さて、この皿をあわせたような船は、潜水艦でした。海の深みに沈んでも、へっちゃらで主に祈るとすぐ浮上したと言うのです。しかし、水が入ってこないぴったり密閉した船がどうして沈むのでしょう。ありえません。潜水艦は水を含むタンクがあってそれを調節して浮き沈みするのですが、この船にはそんな設備はもちろんありません。下の穴を開ければ、浸水して当然沈みますが、船内の人間動物は溺死して全滅です。また、木造の船であれば、海に沈めば簡単に水圧で壊れてしまうはずです。

灯り
前に作ったことがある船に倣って船を数隻作ったとのことですが、ヤレドたちは以前には船内の灯りについて考慮しなかったようです。これも不思議な事です。
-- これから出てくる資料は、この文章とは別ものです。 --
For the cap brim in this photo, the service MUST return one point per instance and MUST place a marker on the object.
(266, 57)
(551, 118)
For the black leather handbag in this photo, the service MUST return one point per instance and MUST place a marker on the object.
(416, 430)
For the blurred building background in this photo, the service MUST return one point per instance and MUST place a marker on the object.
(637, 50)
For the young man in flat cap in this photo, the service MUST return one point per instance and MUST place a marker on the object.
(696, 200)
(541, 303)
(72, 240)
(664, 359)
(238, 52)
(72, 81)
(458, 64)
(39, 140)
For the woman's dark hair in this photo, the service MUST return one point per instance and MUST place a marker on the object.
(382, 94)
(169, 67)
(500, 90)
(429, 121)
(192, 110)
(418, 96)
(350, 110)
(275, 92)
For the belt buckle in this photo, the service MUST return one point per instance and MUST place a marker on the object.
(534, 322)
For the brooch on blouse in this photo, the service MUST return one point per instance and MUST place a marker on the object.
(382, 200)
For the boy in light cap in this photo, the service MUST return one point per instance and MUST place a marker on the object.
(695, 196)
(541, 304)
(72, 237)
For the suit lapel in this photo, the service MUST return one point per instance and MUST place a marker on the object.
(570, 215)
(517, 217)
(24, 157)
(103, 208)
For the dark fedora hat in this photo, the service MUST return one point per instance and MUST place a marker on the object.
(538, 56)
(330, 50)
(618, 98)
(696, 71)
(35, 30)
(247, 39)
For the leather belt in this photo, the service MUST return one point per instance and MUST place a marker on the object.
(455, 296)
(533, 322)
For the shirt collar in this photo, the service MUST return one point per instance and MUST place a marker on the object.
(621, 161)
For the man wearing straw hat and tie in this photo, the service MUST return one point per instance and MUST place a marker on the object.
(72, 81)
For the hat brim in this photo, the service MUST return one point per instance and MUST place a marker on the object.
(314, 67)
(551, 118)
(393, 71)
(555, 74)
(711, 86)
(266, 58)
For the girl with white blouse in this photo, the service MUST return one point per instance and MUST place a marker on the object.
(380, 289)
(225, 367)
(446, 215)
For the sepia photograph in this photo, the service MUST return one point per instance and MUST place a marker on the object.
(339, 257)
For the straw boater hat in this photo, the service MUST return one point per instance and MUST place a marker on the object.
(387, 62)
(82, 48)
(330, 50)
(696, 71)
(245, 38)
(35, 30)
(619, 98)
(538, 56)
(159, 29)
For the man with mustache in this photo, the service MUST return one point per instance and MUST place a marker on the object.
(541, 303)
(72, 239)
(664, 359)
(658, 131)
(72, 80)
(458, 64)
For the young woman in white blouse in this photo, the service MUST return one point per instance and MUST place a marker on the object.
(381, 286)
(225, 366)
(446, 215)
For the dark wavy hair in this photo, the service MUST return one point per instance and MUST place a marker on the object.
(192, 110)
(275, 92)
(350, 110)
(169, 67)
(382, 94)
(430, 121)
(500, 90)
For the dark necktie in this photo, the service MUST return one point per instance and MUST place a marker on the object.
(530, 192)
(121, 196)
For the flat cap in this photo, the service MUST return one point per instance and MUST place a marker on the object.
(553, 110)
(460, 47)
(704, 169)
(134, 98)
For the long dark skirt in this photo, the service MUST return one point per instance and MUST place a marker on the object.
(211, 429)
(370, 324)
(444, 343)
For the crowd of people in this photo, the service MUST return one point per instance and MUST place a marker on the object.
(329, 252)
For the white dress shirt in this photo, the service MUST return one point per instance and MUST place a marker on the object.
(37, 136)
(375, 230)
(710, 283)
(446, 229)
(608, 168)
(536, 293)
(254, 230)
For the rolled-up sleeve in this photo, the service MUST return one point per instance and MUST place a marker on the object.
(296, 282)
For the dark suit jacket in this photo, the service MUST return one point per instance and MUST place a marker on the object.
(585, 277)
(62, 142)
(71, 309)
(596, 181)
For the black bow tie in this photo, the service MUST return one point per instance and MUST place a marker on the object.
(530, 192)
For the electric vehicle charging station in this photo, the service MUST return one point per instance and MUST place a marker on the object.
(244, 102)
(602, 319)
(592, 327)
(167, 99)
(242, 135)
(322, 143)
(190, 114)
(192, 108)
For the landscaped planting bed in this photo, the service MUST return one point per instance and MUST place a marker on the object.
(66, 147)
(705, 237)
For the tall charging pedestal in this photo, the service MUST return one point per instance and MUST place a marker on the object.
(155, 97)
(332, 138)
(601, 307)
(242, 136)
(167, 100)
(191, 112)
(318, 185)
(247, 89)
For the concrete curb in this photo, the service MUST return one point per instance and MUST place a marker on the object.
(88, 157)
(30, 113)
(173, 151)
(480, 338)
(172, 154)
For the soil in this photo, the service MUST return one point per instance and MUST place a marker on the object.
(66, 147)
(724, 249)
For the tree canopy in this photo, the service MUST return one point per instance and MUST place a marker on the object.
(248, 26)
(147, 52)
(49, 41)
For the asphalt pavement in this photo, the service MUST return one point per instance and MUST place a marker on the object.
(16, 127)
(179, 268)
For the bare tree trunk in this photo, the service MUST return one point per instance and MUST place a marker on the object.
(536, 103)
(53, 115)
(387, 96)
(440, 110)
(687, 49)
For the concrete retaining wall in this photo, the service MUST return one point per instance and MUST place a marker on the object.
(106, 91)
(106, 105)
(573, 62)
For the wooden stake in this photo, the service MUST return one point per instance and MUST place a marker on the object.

しかし、この度は真っ暗闇の船内で生活は出来ないと言うことで、主に祈り尋ねます。ところがそれに対してなんともとぼけた答えが返ってきます。「どうして欲しい。火はつかえないしねえ」と言うのです。そこで、人間の方が知恵を搾って、石に主が手を触れてそれが光源となることで『解決』することになります。(ヤレドの6:2)船の作り方を教えておいて、最後は人任せとはへんな神様です。

船の大きさ
 この船は一隻あたり木一本分の長さとのことです。「このときに準備された船の数は八隻」(3:1)ですが、これらの船に「彼らは海の上で暮らせるように、あらゆる食物を準備し、また大小の家畜の群れと、一緒に連れて行くあらゆる獣や動物や鳥のためのえさ」を積み込んだのです。(6:4)獣や動物、鳥などは分乗したとしても、大型哺乳類はどれほども乗らなかったでしょう。それよりも問題は人間の動物の食料です。344日ともなれば全て腐ってしまうでしょう。冷蔵庫や冷凍庫が載っていたとは書いてありません。あらゆる食物というくらいですから、魚も食べたのでしょう。船の中には「いけす」があったのでしょうか?また、船内は火を使えないのですから、煮炊きは出来ません。野菜はサラダ、肉はナマ、魚は刺身を344日食べて続けていたのでしょう。

乗員と船の生活
8隻の船に乗った乗員もおかしなことになっています。「また、ヤレドの友人たちとヤレドの兄弟の友人たちの人数はおよそ二十二人」(6:16)と言う事ですから、1隻あたり2.75人と言う少なさです。二人乗りと3人乗りの船があったのでしょうか。「彼らも約束の地に来る前に息子たちと娘たちをもうけていた」ともありますので、夫婦は少なくともふたりでで船に乗り込んでいたと考えられます。船内の動物の世話を考えると楽な旅ではないはずで、一日賛美を歌っている暇があるものでしょうか。
百歩譲って、空気の入れ替えは記述の通りなんとか出来たとしても、344日間の飲料水はどうしたのでしょうか?人間と動物の飲む分、植物への水やりなど大変な量が必要です。
この際、食料のことも何とかなったと仮定しましょう。しかし、食べれば、ゴミも出れば排泄物も出るわわけで、それらを一体どう処理したのでしょう?船にあるのは空気穴がふたつだけなのです。
ヤレド一行の航海は344日間ゴミと汚物にまみれながらのものでもあったのです。全くばかばかしい物語です。